21 Jan 2021 | 19:35 UTC — London

Vale to exit coal business, buys Mitsui's Moatize stake in restructuring

Highlights

Vale to progress Moatize mine plan until buyer found

Moatize has 22 mil mt/year coal production capacity

London — Brazilian miner Vale said Jan. 21 that it will exit the coal market as part of its commitment to become carbon-neutral by 2050 and reduce 33% of its Scope 1 and 2 emissions by 2030.

As a first step toward divestment of its coal business, Vale has signed a heads of agreement with Japanese company Mitsui, allowing both parties to structure Mitsui's exit from the Moatize coal mine in Mozambique, controlled by Vale, and the related Nacala Logistics Corridor (NLC), Vale said in a statement.

After a financial restructuring of these assets, Vale will seek a third-party buyer for them, it said.

Vale said the transaction was in line with its focus on its core businesses and ESG agenda. Vale currently vies with Rio Tinto for the position of the world's largest producer of iron ore.
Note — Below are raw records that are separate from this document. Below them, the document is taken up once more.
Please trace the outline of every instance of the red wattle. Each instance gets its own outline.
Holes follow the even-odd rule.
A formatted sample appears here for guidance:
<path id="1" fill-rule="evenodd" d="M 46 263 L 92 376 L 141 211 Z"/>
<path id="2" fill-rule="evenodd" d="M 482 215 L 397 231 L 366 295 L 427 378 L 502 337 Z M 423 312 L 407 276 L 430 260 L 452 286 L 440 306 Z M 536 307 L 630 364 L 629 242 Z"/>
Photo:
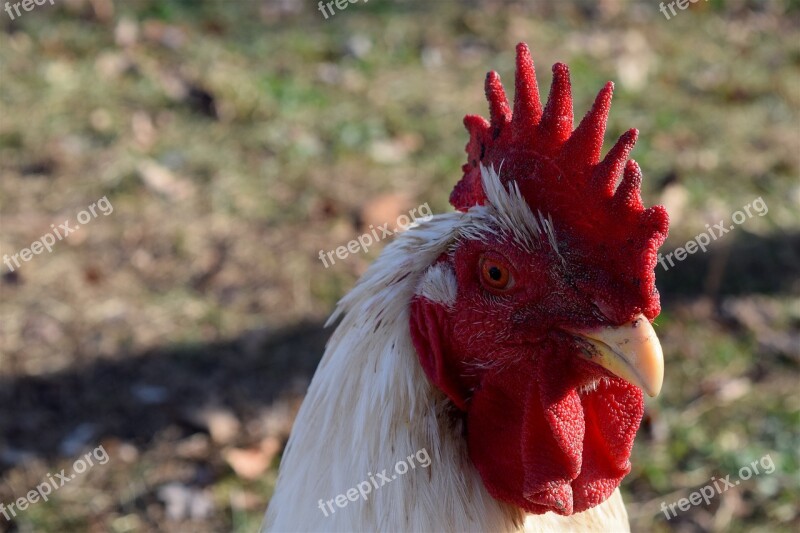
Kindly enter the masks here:
<path id="1" fill-rule="evenodd" d="M 631 470 L 629 457 L 644 414 L 642 391 L 621 379 L 601 381 L 582 398 L 586 419 L 583 469 L 572 483 L 575 512 L 608 498 Z"/>
<path id="2" fill-rule="evenodd" d="M 579 394 L 602 374 L 571 352 L 552 345 L 501 365 L 467 407 L 470 458 L 487 490 L 530 513 L 585 511 L 630 471 L 641 391 L 608 377 Z"/>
It is the biggest producer of nickel, and a major producer of copper and other commodities.

Moatize, which Vale brought on stream in 2011, has a capacity of 22 million mt/year of coal, including metallurgical and thermal types.

According to the agreement, Vale will acquire for $1 each Mitsui's 15% stake in the Moatize mine and Mitsui's 50% stake in the equity and other minority credits it holds in NLC. The parties' objective is that Mitsui's exit can be completed throughout 2021.

Vale currently continues to hold coal interests in Australia and in two joint ventures in China, according to information on its website.

Upon closing of the transaction, Vale will consolidate the NCL entities and their assets and liabilities, including Nacala's project finance, which has an outstanding balance of approximately $2.5 billion.

Approximately $300 million per year in operating expenses at the Moatize mine, associated with the Nacala Corridor tariff and which currently impact Vale's coal business EBITDA, will be reclassified to financial expenses, debt amortization, sustaining capital and others, it said.

New mining plan at Moatize

Vale said it has been implementing two initiatives that are expected to produce sustainable results at the Moatize mine: a new mining plan and a new operational strategy for the coal processing plants.

The new mining plan prioritizes ore bodies of better quality and has a better stripping ratio, which is expected to result in a better product mix and cost reduction, as an outcome of investments made in the last three years in an intense drilling campaign, it said.

The two processing plants will be revitalized and adapted to a new flowsheet, which has been under implementation since November 2020. Once fully executed, Vale expects to resume the ramp-up, reaching a production rate of 15 million mt/year in the second half of 2021 and 18 million mt/year in 2022.

Vale said it has worked in partnership with the Mozambique and Malawi governments over the past 15 years to implement the Moatize mine and the 912-km NLC that runs through the two countries to transport coal, in addition to the revitalization of general cargo operations and passenger transportation.

Vale will continue to support the project's ramp-up and maintain all its commitments to society and stakeholders until a buyer is found, it added.